John looks a bit taken aback and gazes at me for a few moments, realization finally dawning.

1st Assistant: " 'e 'asn't got a good comeback for that one, does 'e?"

2nd Assistant: "Not like ‘im to be stricken silent, either."

John, a bit shamefaced, "I'd be glad to take your payment Mr. Fielden."

I didn’t have the heart to mention I had been by the day before.

It also turns out that getting into the library is not always a straightforward event. On the weekends they frequently forget to unlock the “special” door, since wheelchairs cannot make it through the revolving door. Then I have to send some kind soul in to ask they unlock it. During the weekdays when this happened, I used to be able to go around the building to the loading dock and use the “back” elevator, but when I tried that the other day when the front lift was broken, I noticed that it too was out of service.

“How long is it down for?” I inquired.

“Oh, a few months,” the guard mentioned off-handedly, “due for its cyclical maintenance.”

I suspect that I may end up having some days when I just won’t be able to get into the building at all in the next months.

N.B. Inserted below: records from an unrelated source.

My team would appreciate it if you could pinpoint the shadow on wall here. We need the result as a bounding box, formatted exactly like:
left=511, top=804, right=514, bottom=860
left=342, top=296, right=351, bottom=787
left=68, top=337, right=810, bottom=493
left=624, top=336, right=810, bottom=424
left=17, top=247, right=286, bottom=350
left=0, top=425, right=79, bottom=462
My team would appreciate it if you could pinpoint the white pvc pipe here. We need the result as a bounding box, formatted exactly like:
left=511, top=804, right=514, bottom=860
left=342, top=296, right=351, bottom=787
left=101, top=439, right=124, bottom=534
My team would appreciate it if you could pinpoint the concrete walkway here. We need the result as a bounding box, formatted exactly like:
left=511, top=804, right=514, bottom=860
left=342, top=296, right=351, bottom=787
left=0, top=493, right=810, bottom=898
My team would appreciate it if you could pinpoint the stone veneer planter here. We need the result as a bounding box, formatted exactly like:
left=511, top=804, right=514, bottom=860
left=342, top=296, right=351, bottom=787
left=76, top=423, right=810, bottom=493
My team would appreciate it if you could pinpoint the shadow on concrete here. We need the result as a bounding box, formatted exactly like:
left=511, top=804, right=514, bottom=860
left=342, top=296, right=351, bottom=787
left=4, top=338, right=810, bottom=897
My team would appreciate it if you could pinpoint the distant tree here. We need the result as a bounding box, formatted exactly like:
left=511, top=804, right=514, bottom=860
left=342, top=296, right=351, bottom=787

Access, access, access. The books I need within crow’s flight of a well aimed Frisbee throw and I cannot get to them.

Reunited

Lucy, Heather and Aaron arrive from Heathrow yesterday midday, totally wiped out from their ten hour overnight flight, the kids two limp dishrags of protoplasm we pour into their beds for extended naps. But they have come for the next month, an eagerly awaited moment for me. Within a day my well ordered place is turned upside down, with toy cars lurking behind doorways and crumbs of potato chips in the corners of the kitchen. But the kids are here, making noise and lively energy. And Lucy and I are able to exchange news face to face, and talk and rehash all the multitude of living observations that go into a mature relationship, and it feels good and nice and entirely appropriate they we are all together again. They will be here for February, then gone again till the summer. In the meantime, while my work routine will need to be adjusted, it is great to have them here, and be able to watch them discover the city through their own senses over the next weeks.